Pop-corn renverséLe spectateur est rapidement plongé dans l'ambiance «omertienne» et ce dès la première scène du film.
«Je pense qu'il y aura beaucoup de pop-corn renversé par terre après la première scène», avertit Luc Dionne en riant.
Pierre Gauthier, maintenant agent consultant dans une firme privée de surveillance, fait appel à Sophie (Rachelle Lefevre) pour se rapprocher d'un proche de la mafia (Stéphane Rousseau...qui n'entend pas faire rire!) afin d'empêcher un coup d'envergure. Mais la belle rousse aura dans les pattes Steve Bélanger (interprété par un Patrick Huard impressionnant), un agent double de la police de Montréal en mission d'infiltration depuis plusieurs années auprès de la mafia.
«J'aime beaucoup la performance des acteurs. On a un ton précis dans la tête quand on écrit et l'avantage lorsqu'on réalise en plus, c'est qu'on peut transposer ce ton tel qu'on l'imagine. Je connais bien Patrick Huard, Stéphane Rousseau, Michel Côté. Sur le plateau, il m'arrivait de devenir spectateur. On faisait une prise supplémentaire juste pour nous ou encore pour tester un nouvel angle. Le jeu de ces acteurs a donné lieu à de belles batailles de coqs entre les personnages. On essaie d'offrir un thriller et beaucoup d'intensité. Ça a été bien amusant à filmer», souligne Luc Dionne.
L'intensité immobile«Il y a des scènes très intenses. J'ai de bons moments avec les autres acteurs. Patrick Huard et Stéphane Rousseau ont des rôles formidables. C'est une belle brochette d'acteurs et René Angelil a aussi pris son rôle à cœur. C'est un film de qualité internationale et surtout, ça reste réaliste. Ce n'est pas invraisemblable comme ont tendance à le faire les Américains. Disons qu'il n'y a pas 500 000 balles tirées pendant le film», ajoute Michel Côté.
Ironiquement, l'une des scènes les plus intenses qu'il a eu à tourner consistait à demeurer... immobile!
«Pendant un tournage, attendre est parfois plus fatigant. Des scènes anodines peuvent demander une énergie incroyable. Par exemple, à un moment, je suis allongé dans l'entrepôt sur un dock de chauffage. Ça n'a l'air de rien, mais j'ai été là pendant six heures, avec ma froc de cuir, le coup cassé pour essayer de filmer le gars qi se trouvait en dessous avec un iPhone! C'est ce qui a été le plus difficile pour moi pendant le tournage», raconte Michel Côté.
Y aura-t-il une suite?Ce serait évidemment criminel -c'est le cas de le dire!- de révéler le punch de la fin d'Omertà, le film. Si la finale peut laisser présager une suite, le scénariste tend à insinuer le contraire.
«Ce sont les spectateurs qui décideront s'il y aura une suite ou non. Le film leur appartient dorénavant, même si je dois admettre que ça me fait mal de laisser Pierre Gauthier dans cette situation», résume Luc Dionne.
«On ne m'a jamais parlé d'une suite au film. Mais il y a une scène, la dernière, que je ne savais pas qu'on avait tourné. Cette scène m'intrigue.
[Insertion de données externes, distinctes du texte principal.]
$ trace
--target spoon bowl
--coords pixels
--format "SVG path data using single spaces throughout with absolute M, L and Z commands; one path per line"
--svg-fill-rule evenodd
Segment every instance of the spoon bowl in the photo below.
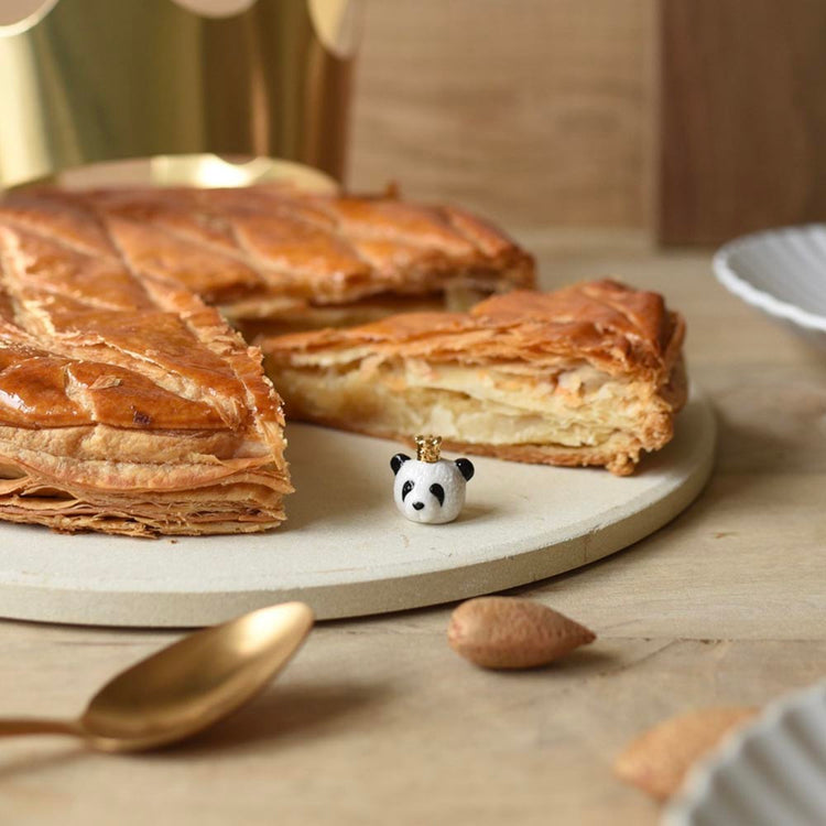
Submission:
M 258 694 L 312 627 L 303 602 L 261 608 L 141 660 L 107 683 L 77 721 L 0 720 L 0 736 L 69 733 L 110 752 L 183 740 Z

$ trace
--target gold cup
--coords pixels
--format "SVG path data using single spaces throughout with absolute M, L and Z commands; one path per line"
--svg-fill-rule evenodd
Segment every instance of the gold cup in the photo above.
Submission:
M 193 10 L 227 3 L 42 0 L 0 25 L 0 188 L 193 153 L 284 159 L 340 181 L 360 0 Z

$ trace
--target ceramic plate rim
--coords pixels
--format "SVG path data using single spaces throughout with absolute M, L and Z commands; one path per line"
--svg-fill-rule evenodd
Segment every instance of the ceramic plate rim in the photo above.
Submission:
M 747 304 L 757 306 L 769 315 L 793 322 L 806 329 L 826 333 L 826 316 L 818 315 L 817 313 L 809 313 L 796 304 L 792 304 L 783 298 L 778 298 L 772 293 L 760 290 L 740 275 L 730 263 L 731 256 L 735 252 L 754 241 L 760 241 L 773 236 L 787 236 L 806 229 L 819 229 L 826 231 L 826 224 L 812 222 L 778 227 L 774 229 L 761 230 L 760 232 L 750 232 L 740 238 L 735 238 L 732 241 L 728 241 L 717 250 L 711 260 L 711 267 L 717 281 L 719 281 L 729 292 L 733 293 L 739 298 L 742 298 Z
M 767 705 L 756 720 L 727 737 L 719 749 L 691 769 L 682 791 L 663 813 L 662 825 L 696 824 L 694 816 L 698 806 L 711 796 L 715 775 L 742 760 L 745 750 L 753 740 L 760 737 L 771 738 L 773 733 L 776 737 L 776 730 L 792 714 L 816 704 L 817 707 L 826 704 L 826 681 L 783 695 Z

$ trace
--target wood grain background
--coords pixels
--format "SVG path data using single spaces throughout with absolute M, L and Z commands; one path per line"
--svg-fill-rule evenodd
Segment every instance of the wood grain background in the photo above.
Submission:
M 659 238 L 826 220 L 826 2 L 664 0 Z
M 641 228 L 653 0 L 368 0 L 350 184 L 508 225 Z
M 366 0 L 350 183 L 716 243 L 826 217 L 825 0 Z

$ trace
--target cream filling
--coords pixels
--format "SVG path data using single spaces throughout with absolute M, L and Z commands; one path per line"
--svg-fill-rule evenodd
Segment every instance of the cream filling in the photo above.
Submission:
M 273 380 L 290 415 L 355 430 L 489 445 L 595 447 L 635 433 L 646 384 L 616 379 L 587 363 L 469 368 L 406 359 L 366 359 L 358 369 L 279 368 Z

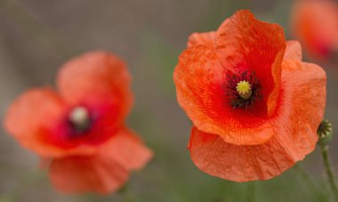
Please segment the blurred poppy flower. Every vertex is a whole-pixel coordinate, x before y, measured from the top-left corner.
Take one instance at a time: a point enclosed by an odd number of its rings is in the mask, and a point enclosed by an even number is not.
[[[117,56],[85,53],[61,68],[58,92],[36,88],[16,100],[4,126],[42,157],[58,190],[108,194],[152,157],[125,125],[133,105],[130,80]]]
[[[173,73],[194,124],[189,143],[202,171],[247,182],[275,177],[311,152],[326,101],[326,74],[302,61],[298,42],[248,11],[215,32],[195,33]]]
[[[310,56],[327,60],[338,52],[338,4],[334,0],[298,0],[291,16],[292,33]]]

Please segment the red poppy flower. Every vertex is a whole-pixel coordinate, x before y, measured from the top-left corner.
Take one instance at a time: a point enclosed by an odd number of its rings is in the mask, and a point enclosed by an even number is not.
[[[125,125],[133,105],[130,80],[119,58],[86,53],[61,68],[59,92],[33,89],[15,101],[4,126],[23,147],[50,162],[58,190],[107,194],[152,157]]]
[[[302,61],[277,24],[239,11],[215,32],[191,35],[173,80],[194,124],[191,158],[209,174],[270,179],[315,148],[326,74]]]
[[[338,49],[338,4],[333,0],[298,0],[292,13],[292,32],[309,54],[329,59]]]

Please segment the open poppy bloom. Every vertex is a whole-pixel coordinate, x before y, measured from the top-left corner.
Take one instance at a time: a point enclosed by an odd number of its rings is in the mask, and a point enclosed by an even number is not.
[[[48,162],[44,165],[58,190],[108,194],[152,157],[125,125],[133,105],[130,80],[117,56],[85,53],[61,68],[58,92],[36,88],[16,100],[4,126]]]
[[[293,35],[311,57],[331,59],[338,52],[338,4],[334,0],[298,0],[291,16]]]
[[[311,152],[325,108],[326,74],[300,44],[248,11],[195,33],[173,73],[193,122],[191,158],[202,171],[247,182],[279,175]]]

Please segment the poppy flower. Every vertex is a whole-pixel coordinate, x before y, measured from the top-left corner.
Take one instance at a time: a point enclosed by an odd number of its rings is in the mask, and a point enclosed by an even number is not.
[[[118,57],[85,53],[60,69],[58,91],[36,88],[13,101],[4,126],[42,158],[58,190],[108,194],[152,157],[125,125],[133,105],[130,81]]]
[[[211,175],[268,180],[315,149],[326,74],[277,24],[239,11],[215,32],[192,34],[173,80],[194,125],[191,159]]]
[[[291,16],[292,33],[309,55],[332,59],[338,50],[338,4],[334,0],[298,0]]]

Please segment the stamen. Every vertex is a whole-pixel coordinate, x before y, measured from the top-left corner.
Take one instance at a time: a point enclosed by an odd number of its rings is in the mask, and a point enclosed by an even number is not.
[[[244,100],[249,99],[253,93],[250,83],[245,80],[238,82],[236,90]]]
[[[255,73],[250,71],[227,75],[224,91],[229,104],[233,108],[249,108],[262,98],[261,85]]]
[[[74,108],[69,113],[68,119],[76,132],[83,133],[90,126],[90,114],[84,107]]]

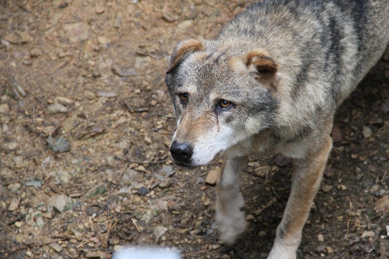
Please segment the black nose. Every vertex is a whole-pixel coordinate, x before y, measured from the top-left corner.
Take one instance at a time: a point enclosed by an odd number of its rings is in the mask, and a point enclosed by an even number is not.
[[[170,146],[170,154],[176,162],[188,162],[193,154],[191,146],[187,143],[174,140]]]

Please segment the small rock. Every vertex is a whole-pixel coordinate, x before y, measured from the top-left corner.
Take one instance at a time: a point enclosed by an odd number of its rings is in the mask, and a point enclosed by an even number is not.
[[[138,190],[137,193],[140,195],[144,196],[148,193],[149,192],[150,190],[148,189],[148,188],[145,187],[144,186],[142,186],[141,187],[139,190]]]
[[[122,26],[122,20],[123,19],[123,14],[121,12],[118,12],[116,14],[116,17],[115,18],[115,21],[113,22],[113,27],[115,28],[119,28]]]
[[[362,128],[362,133],[363,134],[363,137],[367,139],[371,137],[371,130],[367,126],[364,126]]]
[[[105,10],[106,9],[104,8],[104,6],[101,4],[97,3],[96,5],[94,6],[94,11],[96,12],[96,13],[98,15],[102,14]]]
[[[11,202],[9,204],[9,207],[8,207],[8,210],[10,211],[13,211],[14,210],[16,210],[16,209],[18,208],[18,207],[19,206],[19,202],[20,201],[20,198],[15,198],[12,199],[11,200]]]
[[[11,192],[16,192],[21,188],[21,185],[19,183],[14,183],[8,185],[8,190]]]
[[[170,182],[170,179],[169,178],[166,178],[164,180],[162,180],[159,184],[159,187],[161,188],[166,188],[166,187],[169,187],[170,186],[171,183]]]
[[[48,205],[52,206],[60,212],[65,212],[71,208],[73,201],[71,198],[65,194],[61,194],[50,198]]]
[[[63,137],[52,138],[49,137],[46,140],[49,148],[58,153],[67,152],[70,150],[70,143]]]
[[[70,104],[73,103],[73,101],[63,96],[57,96],[54,100],[56,102],[59,103],[61,104]]]
[[[9,106],[7,104],[0,104],[0,113],[8,113],[9,112]]]
[[[4,39],[14,44],[27,43],[31,39],[30,35],[25,32],[14,31],[7,35]]]
[[[84,41],[89,37],[89,26],[86,22],[68,23],[63,27],[71,42]]]
[[[115,93],[111,93],[109,92],[97,92],[97,96],[100,97],[108,97],[108,98],[112,98],[112,97],[116,97],[118,96]]]
[[[154,229],[154,234],[155,237],[155,240],[158,241],[159,238],[160,238],[168,230],[167,227],[164,226],[158,226]]]
[[[324,192],[328,192],[334,187],[332,185],[323,185],[321,187],[321,190],[323,190],[323,191]]]
[[[133,76],[138,75],[138,71],[134,68],[122,68],[113,67],[111,70],[112,73],[122,77]]]
[[[205,182],[211,185],[214,185],[217,182],[218,180],[220,177],[221,173],[218,167],[216,167],[215,169],[211,170],[205,178]]]
[[[47,106],[46,111],[49,114],[55,114],[56,113],[64,113],[68,111],[68,108],[61,104],[55,103]]]
[[[1,145],[1,147],[6,150],[9,151],[12,151],[16,150],[18,148],[18,143],[16,142],[10,142],[9,143],[5,143]]]
[[[255,217],[253,215],[249,214],[246,216],[246,220],[248,221],[250,221],[252,220],[254,220],[255,219]]]
[[[79,124],[80,121],[78,121],[78,117],[77,114],[73,114],[71,117],[68,118],[62,123],[62,129],[64,133],[67,133],[70,132]]]
[[[57,243],[52,243],[49,245],[49,247],[57,253],[60,253],[63,250],[62,247]]]
[[[364,231],[362,233],[361,237],[362,238],[372,238],[374,237],[374,233],[373,231]]]

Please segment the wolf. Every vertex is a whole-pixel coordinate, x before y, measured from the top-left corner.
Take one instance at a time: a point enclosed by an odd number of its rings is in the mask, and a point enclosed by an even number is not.
[[[247,227],[239,186],[248,156],[273,151],[294,169],[268,258],[296,258],[336,108],[388,42],[389,0],[263,0],[215,38],[176,46],[165,78],[177,118],[170,151],[188,167],[227,157],[216,205],[223,242]]]

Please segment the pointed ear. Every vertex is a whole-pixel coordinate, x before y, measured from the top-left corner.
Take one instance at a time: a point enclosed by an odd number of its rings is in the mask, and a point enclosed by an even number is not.
[[[174,47],[173,52],[170,57],[170,67],[166,71],[170,74],[182,61],[185,54],[204,49],[202,42],[199,39],[189,39],[181,41]]]
[[[260,75],[274,75],[277,70],[277,64],[273,59],[259,52],[250,52],[247,55],[246,66],[252,65]]]
[[[273,90],[277,89],[277,65],[272,58],[260,52],[252,52],[247,54],[246,65],[255,74],[258,82]]]

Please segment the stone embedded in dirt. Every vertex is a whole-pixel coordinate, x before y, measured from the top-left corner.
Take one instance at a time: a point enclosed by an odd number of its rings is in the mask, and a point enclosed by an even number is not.
[[[64,113],[68,111],[68,108],[61,104],[55,103],[48,106],[46,108],[46,111],[49,114]]]
[[[115,75],[122,77],[133,76],[138,75],[138,71],[134,68],[112,67],[111,70]]]
[[[220,177],[221,173],[218,167],[216,167],[215,169],[211,170],[205,178],[205,182],[211,185],[214,185],[217,182],[218,180]]]
[[[162,235],[163,235],[168,230],[168,228],[167,227],[165,227],[164,226],[158,226],[156,227],[154,229],[154,231],[153,233],[154,234],[154,236],[155,237],[156,241],[158,241]]]
[[[7,104],[0,104],[0,113],[8,113],[9,112],[9,106]]]
[[[68,23],[63,27],[71,42],[84,41],[89,37],[89,26],[86,22]]]
[[[331,246],[327,246],[326,247],[326,249],[327,249],[327,252],[329,254],[332,254],[334,253],[334,250]]]
[[[285,157],[281,154],[277,155],[274,159],[274,162],[276,162],[277,165],[281,167],[286,166],[291,162],[289,158]]]
[[[16,192],[21,188],[21,185],[19,183],[14,183],[8,185],[8,190],[11,192]]]
[[[106,8],[101,4],[96,3],[96,5],[94,6],[94,11],[98,15],[102,14],[105,11],[106,11]]]
[[[49,137],[46,141],[49,148],[58,153],[67,152],[70,150],[70,143],[63,137]]]
[[[31,38],[28,33],[20,31],[14,31],[4,37],[4,39],[14,44],[27,43]]]
[[[101,183],[89,190],[84,197],[89,199],[90,198],[97,197],[101,194],[106,192],[107,186],[106,183]]]
[[[361,237],[362,238],[372,238],[374,237],[374,233],[373,231],[364,231],[362,233]]]
[[[79,124],[78,117],[77,114],[73,114],[71,117],[68,117],[62,123],[62,130],[64,133],[67,133],[77,127]]]
[[[100,259],[106,259],[106,252],[103,251],[88,251],[85,255],[87,258],[100,258]]]
[[[60,212],[63,212],[71,209],[73,203],[73,201],[71,198],[65,194],[60,194],[50,198],[48,205]]]
[[[323,185],[321,186],[321,190],[323,190],[323,191],[324,192],[328,192],[332,188],[334,188],[334,186],[332,185]]]
[[[139,194],[140,195],[145,195],[147,193],[150,192],[150,190],[147,187],[145,187],[144,186],[142,186],[140,188],[138,191],[137,191],[137,193]]]
[[[371,130],[367,126],[364,126],[362,128],[362,133],[363,134],[363,138],[366,139],[369,138],[371,137]]]
[[[59,245],[57,243],[52,243],[49,245],[49,247],[57,253],[60,253],[63,250],[62,247]]]
[[[375,212],[389,213],[389,194],[380,198],[375,202]]]
[[[97,96],[100,97],[108,97],[108,98],[112,98],[112,97],[117,97],[118,95],[115,93],[112,93],[110,92],[97,92]]]
[[[19,202],[20,201],[20,198],[14,198],[11,200],[8,207],[8,210],[10,211],[13,211],[16,210],[18,207],[19,206]]]

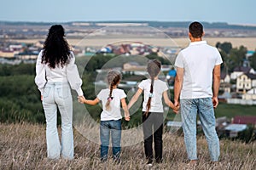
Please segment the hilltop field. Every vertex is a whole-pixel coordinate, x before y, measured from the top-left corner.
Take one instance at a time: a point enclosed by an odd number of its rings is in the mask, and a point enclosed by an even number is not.
[[[195,167],[187,165],[183,139],[164,134],[164,161],[150,169],[256,169],[256,143],[221,140],[221,164],[209,161],[204,137],[198,137],[200,162]],[[121,162],[111,159],[102,163],[99,145],[87,140],[74,129],[75,158],[49,161],[46,158],[45,125],[20,123],[0,124],[1,169],[148,169],[145,165],[143,143],[122,148]]]

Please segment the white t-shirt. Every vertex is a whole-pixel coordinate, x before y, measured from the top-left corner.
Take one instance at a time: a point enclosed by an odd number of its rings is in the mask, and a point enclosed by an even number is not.
[[[70,52],[70,60],[67,65],[49,68],[48,65],[42,63],[43,50],[39,53],[36,65],[35,82],[41,94],[44,94],[44,86],[47,82],[68,82],[71,88],[77,91],[79,96],[84,95],[82,91],[82,80],[79,76],[78,67],[75,64],[73,53]]]
[[[175,66],[184,69],[180,99],[212,97],[212,71],[222,59],[206,41],[193,42],[177,56]]]
[[[147,111],[147,103],[150,94],[151,79],[142,81],[138,88],[144,92],[144,100],[143,104],[143,111]],[[168,90],[166,82],[161,80],[154,80],[153,86],[153,97],[151,98],[151,105],[149,112],[164,112],[162,96],[163,92]]]
[[[121,99],[126,98],[126,94],[122,89],[114,88],[112,91],[113,99],[110,102],[110,110],[106,110],[106,103],[108,102],[108,98],[109,95],[110,89],[106,88],[101,90],[98,94],[97,98],[102,102],[102,112],[101,115],[101,121],[111,121],[119,120],[122,118],[120,103]]]

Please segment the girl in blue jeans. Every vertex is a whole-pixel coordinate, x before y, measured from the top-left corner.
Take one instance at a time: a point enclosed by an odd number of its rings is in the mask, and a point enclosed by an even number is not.
[[[94,100],[86,99],[84,97],[79,99],[80,103],[95,105],[102,102],[102,112],[101,114],[101,159],[107,161],[109,138],[111,135],[113,157],[114,161],[119,161],[120,142],[121,142],[121,111],[120,103],[125,110],[125,121],[130,121],[130,115],[125,102],[126,94],[124,90],[117,88],[121,80],[121,74],[117,71],[110,71],[108,73],[109,88],[101,90]]]
[[[160,72],[161,64],[157,60],[149,60],[147,71],[150,78],[143,80],[138,85],[138,90],[131,98],[128,108],[130,109],[133,104],[138,99],[141,94],[144,93],[144,99],[143,104],[143,122],[144,135],[144,150],[148,165],[152,166],[153,163],[153,139],[154,143],[155,161],[157,163],[162,162],[163,150],[163,104],[162,97],[165,103],[177,111],[173,103],[168,97],[168,87],[166,82],[159,80],[158,76]],[[154,138],[153,138],[154,137]]]

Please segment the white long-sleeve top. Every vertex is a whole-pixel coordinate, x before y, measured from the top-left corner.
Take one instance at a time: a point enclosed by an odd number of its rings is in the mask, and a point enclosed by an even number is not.
[[[63,65],[63,67],[56,65],[54,69],[50,68],[47,64],[42,63],[42,54],[43,50],[38,56],[35,77],[35,82],[41,95],[44,94],[44,86],[47,82],[68,82],[71,88],[76,90],[79,96],[84,95],[81,88],[82,80],[79,76],[73,52],[70,52],[70,60],[67,65]]]

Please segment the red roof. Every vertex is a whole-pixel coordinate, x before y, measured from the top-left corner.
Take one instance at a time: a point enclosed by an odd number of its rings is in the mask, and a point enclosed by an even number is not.
[[[236,124],[254,124],[256,125],[256,116],[236,116],[233,120]]]

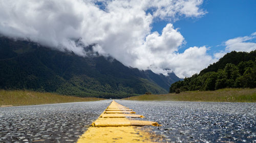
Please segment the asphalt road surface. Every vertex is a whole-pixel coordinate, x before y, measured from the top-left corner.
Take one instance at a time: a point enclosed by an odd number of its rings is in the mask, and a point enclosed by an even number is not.
[[[0,108],[0,142],[75,142],[111,100]],[[116,101],[168,142],[256,142],[256,103]]]

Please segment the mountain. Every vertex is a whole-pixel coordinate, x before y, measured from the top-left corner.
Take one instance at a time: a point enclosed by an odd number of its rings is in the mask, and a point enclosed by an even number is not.
[[[199,74],[172,84],[169,92],[226,88],[256,88],[256,50],[228,53]]]
[[[85,47],[90,54],[91,46]],[[180,80],[125,66],[111,57],[79,56],[27,41],[0,37],[0,89],[79,97],[123,98],[167,93]]]

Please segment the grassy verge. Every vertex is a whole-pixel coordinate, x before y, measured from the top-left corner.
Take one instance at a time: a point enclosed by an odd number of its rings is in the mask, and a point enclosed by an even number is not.
[[[224,89],[214,91],[189,91],[164,95],[143,95],[123,99],[140,101],[181,101],[256,102],[256,89]]]
[[[0,90],[0,107],[92,101],[100,100],[103,100],[103,99],[81,98],[28,91]]]

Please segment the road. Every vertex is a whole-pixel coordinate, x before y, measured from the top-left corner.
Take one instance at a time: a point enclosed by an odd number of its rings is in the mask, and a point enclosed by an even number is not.
[[[0,108],[0,142],[74,142],[111,100]],[[256,142],[256,103],[116,101],[168,142]]]

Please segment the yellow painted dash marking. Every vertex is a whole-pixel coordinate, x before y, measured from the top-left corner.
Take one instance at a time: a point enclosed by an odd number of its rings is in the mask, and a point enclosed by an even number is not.
[[[144,118],[131,114],[135,113],[132,110],[113,100],[77,142],[156,142],[152,140],[156,135],[136,126],[160,125],[155,122],[129,120],[126,117]]]

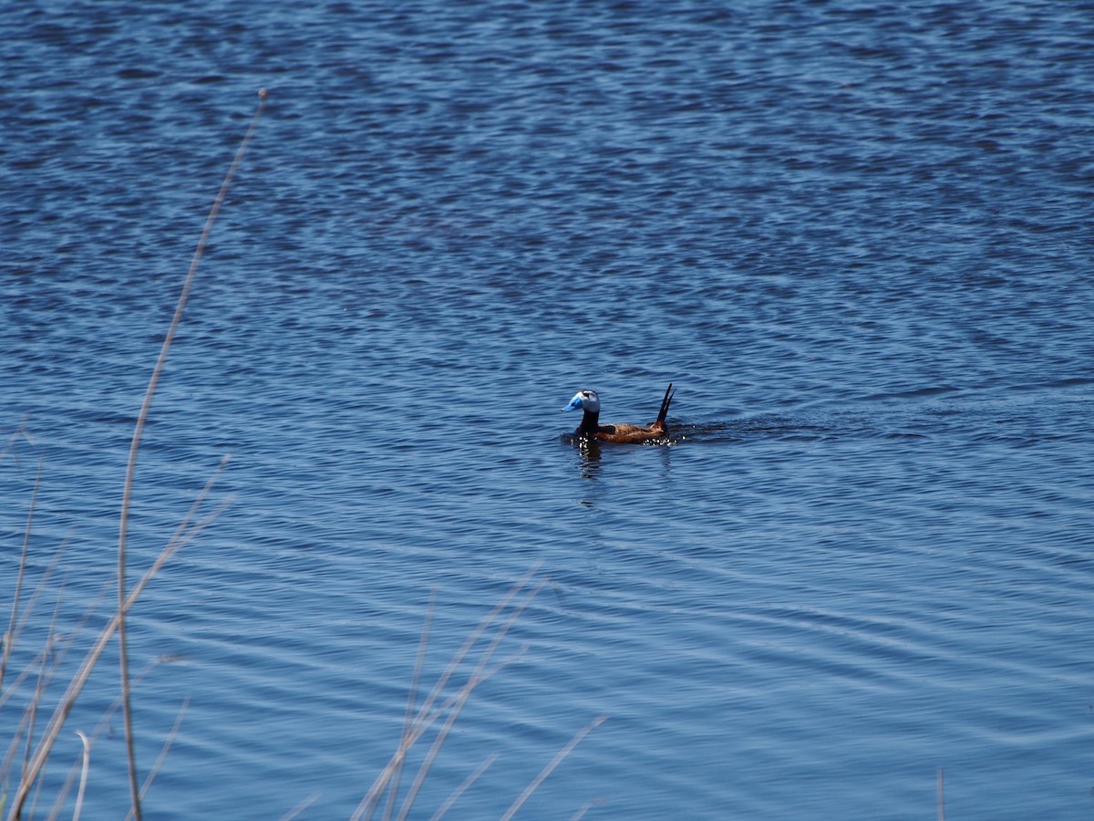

Elle n'était pas dans le scénario», confie Michel Côté.
En attendant, Omertà devra faire sa place au box-office durant l'été contre plusieurs gros canons américains dont Ère de glace 4, Batman et Spiderman.
«Je le répète: s'il y a quelqu'un qui peut battre Spiderman et Batman, c'est Pierre Gauthier.
Pierre m'a dit qu'il essaierait de relever le défi contre Batman. En enlevant le gaz dans la Batmobile, Batman n'ira pas loin!» conclut Luc Dionne en riant.